Politique et diplomatie - Imagination et politique étrangère
La parution du troisième tome du « De Gaulle » de Jean Lacouture fait vivre ou revivre au lecteur les cheminements, les oscillations, les succès et les désillusions de la diplomatie gaullienne entre 1958 et 1969 (1). Ce qui émerge du récit perturbe les images, les clichés d’une certaine vulgate. Ce qui domine en définitive, ce n’est pas un modèle, mais bien la volonté, presque désespérée, d’un homme confronté au temps, aux transformations d’une planète dont le cœur n’est plus l’Europe.
D’un côté, le général est hanté par les réalités de la puissance, le poids déterminant des nombres, les ruptures introduites par la technique ; de l’autre, les années désormais comptées accentuent l’urgence du projet — ou du rêve — gaullien : tenter de faire à nouveau de l’Europe, et donc de la France, le moteur du monde, non certes par la force, mais par le mouvement, par l’imagination. Les idées reçues s’en trouvent bousculées : l’anti-Européen se révèle être un Européen malheureux, cherchant en vain à redonner aux vieilles nations du Vieux Continent le sens de leur histoire ; l’anti-Américain apparaît comme un vieil homme conscient de la vigueur des États-Unis, et déçu que les conseils de l’expérience ne soient toujours pas écoutés par la jeunesse (notamment, à propos de l’Indochine) ; le pionnier de la détente est aussi celui de ses ambiguïtés, de ses limites, dès la visite à Moscou en 1966.

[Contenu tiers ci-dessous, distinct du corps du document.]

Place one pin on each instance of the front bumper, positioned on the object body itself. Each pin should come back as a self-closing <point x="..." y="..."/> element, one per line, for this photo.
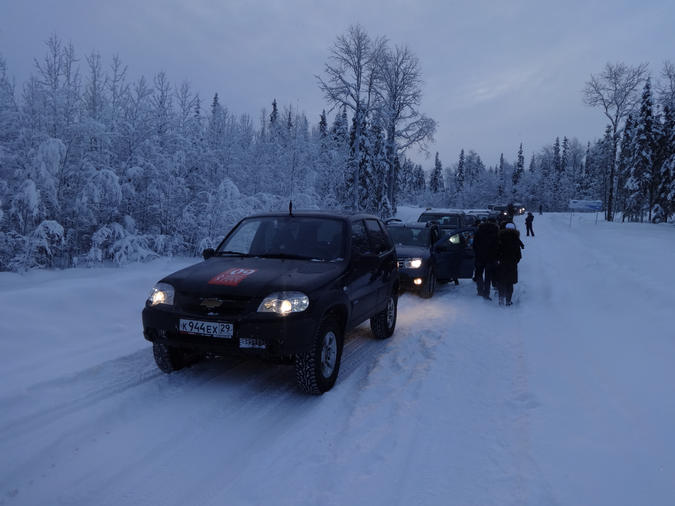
<point x="266" y="334"/>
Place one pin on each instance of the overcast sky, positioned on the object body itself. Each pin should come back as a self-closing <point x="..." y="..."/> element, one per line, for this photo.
<point x="496" y="72"/>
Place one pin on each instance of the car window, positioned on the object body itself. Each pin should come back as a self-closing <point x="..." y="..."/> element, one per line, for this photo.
<point x="407" y="236"/>
<point x="378" y="237"/>
<point x="241" y="240"/>
<point x="299" y="236"/>
<point x="360" y="242"/>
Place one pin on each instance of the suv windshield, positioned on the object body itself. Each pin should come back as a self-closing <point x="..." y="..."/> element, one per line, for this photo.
<point x="444" y="220"/>
<point x="287" y="237"/>
<point x="405" y="236"/>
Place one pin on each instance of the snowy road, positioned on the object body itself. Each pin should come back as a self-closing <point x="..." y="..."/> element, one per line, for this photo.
<point x="568" y="397"/>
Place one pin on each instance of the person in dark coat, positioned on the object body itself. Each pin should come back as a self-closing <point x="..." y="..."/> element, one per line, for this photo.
<point x="528" y="224"/>
<point x="508" y="254"/>
<point x="485" y="251"/>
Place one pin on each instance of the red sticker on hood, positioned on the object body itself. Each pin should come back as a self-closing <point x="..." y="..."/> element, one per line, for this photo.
<point x="231" y="277"/>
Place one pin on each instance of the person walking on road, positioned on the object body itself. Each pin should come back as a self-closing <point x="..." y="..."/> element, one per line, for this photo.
<point x="528" y="224"/>
<point x="485" y="251"/>
<point x="508" y="254"/>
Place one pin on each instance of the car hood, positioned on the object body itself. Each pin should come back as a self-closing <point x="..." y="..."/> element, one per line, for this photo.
<point x="411" y="251"/>
<point x="253" y="277"/>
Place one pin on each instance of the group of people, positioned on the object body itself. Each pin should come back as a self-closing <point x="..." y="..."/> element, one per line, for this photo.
<point x="497" y="249"/>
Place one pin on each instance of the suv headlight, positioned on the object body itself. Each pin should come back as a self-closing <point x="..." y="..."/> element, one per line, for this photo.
<point x="284" y="303"/>
<point x="162" y="293"/>
<point x="412" y="263"/>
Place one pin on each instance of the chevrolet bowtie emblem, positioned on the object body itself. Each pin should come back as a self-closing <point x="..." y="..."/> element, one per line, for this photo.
<point x="210" y="303"/>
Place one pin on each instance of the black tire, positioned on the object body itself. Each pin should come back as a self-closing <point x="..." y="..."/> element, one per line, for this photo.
<point x="384" y="322"/>
<point x="317" y="370"/>
<point x="429" y="287"/>
<point x="168" y="358"/>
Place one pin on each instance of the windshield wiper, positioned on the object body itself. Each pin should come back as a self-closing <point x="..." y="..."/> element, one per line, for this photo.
<point x="285" y="256"/>
<point x="237" y="253"/>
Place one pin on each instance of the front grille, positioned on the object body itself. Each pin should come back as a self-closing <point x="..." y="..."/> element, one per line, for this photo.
<point x="195" y="304"/>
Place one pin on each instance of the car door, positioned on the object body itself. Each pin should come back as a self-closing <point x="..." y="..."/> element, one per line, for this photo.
<point x="454" y="255"/>
<point x="383" y="247"/>
<point x="358" y="286"/>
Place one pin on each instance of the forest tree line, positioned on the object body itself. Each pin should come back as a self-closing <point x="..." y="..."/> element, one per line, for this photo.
<point x="97" y="167"/>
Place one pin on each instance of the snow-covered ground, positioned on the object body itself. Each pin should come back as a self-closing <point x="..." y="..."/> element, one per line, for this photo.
<point x="565" y="398"/>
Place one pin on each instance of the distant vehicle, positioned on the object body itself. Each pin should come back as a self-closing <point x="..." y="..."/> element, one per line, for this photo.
<point x="447" y="219"/>
<point x="427" y="254"/>
<point x="279" y="286"/>
<point x="519" y="207"/>
<point x="481" y="214"/>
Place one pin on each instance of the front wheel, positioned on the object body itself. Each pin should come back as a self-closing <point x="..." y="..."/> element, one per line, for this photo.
<point x="168" y="358"/>
<point x="430" y="286"/>
<point x="317" y="370"/>
<point x="384" y="322"/>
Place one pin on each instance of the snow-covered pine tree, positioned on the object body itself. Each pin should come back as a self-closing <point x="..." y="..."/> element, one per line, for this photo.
<point x="436" y="184"/>
<point x="459" y="178"/>
<point x="624" y="164"/>
<point x="642" y="181"/>
<point x="501" y="179"/>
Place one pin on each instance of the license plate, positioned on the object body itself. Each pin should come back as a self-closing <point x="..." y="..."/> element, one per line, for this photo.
<point x="213" y="329"/>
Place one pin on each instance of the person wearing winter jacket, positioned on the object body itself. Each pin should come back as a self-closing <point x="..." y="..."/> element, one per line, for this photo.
<point x="485" y="251"/>
<point x="528" y="224"/>
<point x="508" y="254"/>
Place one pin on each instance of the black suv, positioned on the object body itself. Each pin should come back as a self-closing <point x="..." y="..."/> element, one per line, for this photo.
<point x="447" y="219"/>
<point x="281" y="286"/>
<point x="426" y="254"/>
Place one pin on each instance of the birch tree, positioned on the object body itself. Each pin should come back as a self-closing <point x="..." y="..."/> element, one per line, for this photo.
<point x="615" y="92"/>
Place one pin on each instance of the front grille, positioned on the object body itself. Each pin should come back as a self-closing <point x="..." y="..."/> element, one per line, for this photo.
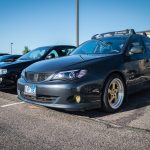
<point x="36" y="77"/>
<point x="39" y="98"/>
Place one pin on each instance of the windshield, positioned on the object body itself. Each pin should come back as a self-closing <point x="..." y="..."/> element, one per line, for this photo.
<point x="35" y="54"/>
<point x="103" y="46"/>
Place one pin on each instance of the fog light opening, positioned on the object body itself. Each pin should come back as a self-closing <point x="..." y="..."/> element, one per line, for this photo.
<point x="77" y="98"/>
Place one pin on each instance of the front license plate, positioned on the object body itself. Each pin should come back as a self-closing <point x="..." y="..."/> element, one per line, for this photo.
<point x="30" y="90"/>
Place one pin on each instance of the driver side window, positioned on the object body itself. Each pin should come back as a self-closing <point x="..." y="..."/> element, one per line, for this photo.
<point x="53" y="54"/>
<point x="134" y="41"/>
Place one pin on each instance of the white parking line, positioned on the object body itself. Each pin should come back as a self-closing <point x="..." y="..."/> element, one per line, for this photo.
<point x="12" y="104"/>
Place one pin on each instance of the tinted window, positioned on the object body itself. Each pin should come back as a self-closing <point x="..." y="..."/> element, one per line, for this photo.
<point x="102" y="46"/>
<point x="147" y="43"/>
<point x="135" y="40"/>
<point x="54" y="52"/>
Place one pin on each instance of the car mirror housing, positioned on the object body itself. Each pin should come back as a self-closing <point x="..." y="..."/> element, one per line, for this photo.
<point x="136" y="50"/>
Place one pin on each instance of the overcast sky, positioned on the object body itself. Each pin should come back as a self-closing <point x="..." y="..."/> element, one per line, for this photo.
<point x="35" y="23"/>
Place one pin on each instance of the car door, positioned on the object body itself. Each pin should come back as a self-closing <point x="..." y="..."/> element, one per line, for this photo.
<point x="147" y="61"/>
<point x="135" y="63"/>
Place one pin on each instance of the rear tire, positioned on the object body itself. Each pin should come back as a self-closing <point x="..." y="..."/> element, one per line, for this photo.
<point x="114" y="93"/>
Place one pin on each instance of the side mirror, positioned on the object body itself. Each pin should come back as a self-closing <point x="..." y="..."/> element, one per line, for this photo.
<point x="136" y="50"/>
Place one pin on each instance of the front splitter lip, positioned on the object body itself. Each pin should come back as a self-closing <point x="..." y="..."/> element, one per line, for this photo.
<point x="68" y="107"/>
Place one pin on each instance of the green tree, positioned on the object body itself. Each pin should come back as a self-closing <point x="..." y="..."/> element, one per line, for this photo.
<point x="26" y="50"/>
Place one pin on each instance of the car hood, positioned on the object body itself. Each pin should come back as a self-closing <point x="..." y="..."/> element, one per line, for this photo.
<point x="59" y="64"/>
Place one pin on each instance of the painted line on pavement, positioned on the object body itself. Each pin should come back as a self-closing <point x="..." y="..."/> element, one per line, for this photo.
<point x="12" y="104"/>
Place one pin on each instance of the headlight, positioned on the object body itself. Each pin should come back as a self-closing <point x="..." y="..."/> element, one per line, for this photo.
<point x="23" y="74"/>
<point x="3" y="71"/>
<point x="72" y="74"/>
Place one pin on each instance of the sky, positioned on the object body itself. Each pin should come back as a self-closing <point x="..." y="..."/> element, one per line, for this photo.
<point x="36" y="23"/>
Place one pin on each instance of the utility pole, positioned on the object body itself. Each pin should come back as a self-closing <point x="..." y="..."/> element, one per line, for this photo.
<point x="11" y="47"/>
<point x="77" y="22"/>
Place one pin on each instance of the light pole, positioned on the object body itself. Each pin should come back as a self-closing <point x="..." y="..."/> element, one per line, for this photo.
<point x="11" y="47"/>
<point x="77" y="22"/>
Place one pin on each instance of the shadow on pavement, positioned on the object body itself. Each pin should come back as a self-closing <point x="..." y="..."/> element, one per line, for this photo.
<point x="134" y="101"/>
<point x="10" y="91"/>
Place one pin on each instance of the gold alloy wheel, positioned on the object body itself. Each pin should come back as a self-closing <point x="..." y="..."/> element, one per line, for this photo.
<point x="115" y="93"/>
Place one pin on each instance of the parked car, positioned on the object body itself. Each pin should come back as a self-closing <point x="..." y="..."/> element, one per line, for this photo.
<point x="9" y="58"/>
<point x="98" y="73"/>
<point x="1" y="54"/>
<point x="10" y="72"/>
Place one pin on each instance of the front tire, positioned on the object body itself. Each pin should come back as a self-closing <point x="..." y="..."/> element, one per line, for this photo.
<point x="114" y="93"/>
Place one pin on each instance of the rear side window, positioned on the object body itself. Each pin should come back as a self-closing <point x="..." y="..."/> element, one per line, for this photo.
<point x="147" y="43"/>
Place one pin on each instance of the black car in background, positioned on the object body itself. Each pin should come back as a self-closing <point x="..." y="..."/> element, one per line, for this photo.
<point x="98" y="73"/>
<point x="10" y="72"/>
<point x="1" y="54"/>
<point x="9" y="58"/>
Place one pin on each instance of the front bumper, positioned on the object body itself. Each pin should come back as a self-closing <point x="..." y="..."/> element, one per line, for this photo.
<point x="62" y="95"/>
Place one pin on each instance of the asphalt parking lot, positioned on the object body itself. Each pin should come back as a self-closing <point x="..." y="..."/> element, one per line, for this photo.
<point x="25" y="126"/>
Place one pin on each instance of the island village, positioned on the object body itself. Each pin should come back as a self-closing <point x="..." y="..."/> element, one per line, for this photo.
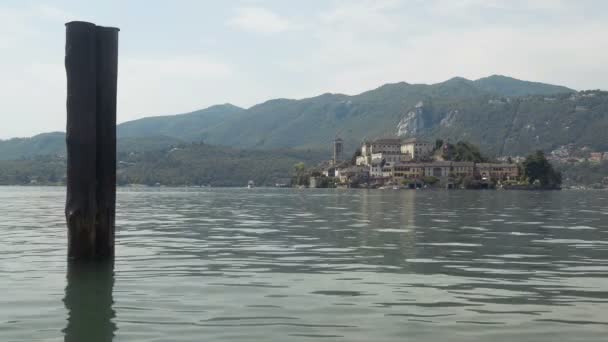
<point x="413" y="163"/>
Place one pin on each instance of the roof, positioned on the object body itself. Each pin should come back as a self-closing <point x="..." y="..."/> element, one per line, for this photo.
<point x="495" y="165"/>
<point x="387" y="141"/>
<point x="416" y="140"/>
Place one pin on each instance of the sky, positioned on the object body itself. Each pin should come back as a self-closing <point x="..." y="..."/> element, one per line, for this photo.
<point x="182" y="55"/>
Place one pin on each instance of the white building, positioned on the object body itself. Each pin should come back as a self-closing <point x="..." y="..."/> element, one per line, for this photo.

Diplomatie, réalités, imagination
Que nous enseigne cette histoire ? Quelques évidences, trop vite escamotées, ou déformées, gauchies par la crainte de rencontrer une réalité éloignée des certitudes que l’on a… D’abord, aucune politique étrangère n’existe en dehors des faits, de leur déchiffrement toujours aléatoire, toujours douloureux. La lecture des faits n’est jamais vraiment sereine pour celui qui agit et veut changer les choses, car il faut analyser les événements, les tendances et en même temps se situer, évaluer la position que l’on occupe. Connaître la force de l’autre implique de savoir mesurer sa propre force, de ne pas oublier ses vulnérabilités, ou parfois de les retourner en atouts. L’actuelle affaire des livraisons d’armes américaines à l’Iran rappelle qu’un système sociopolitique garde certaines réactions, certains rejets.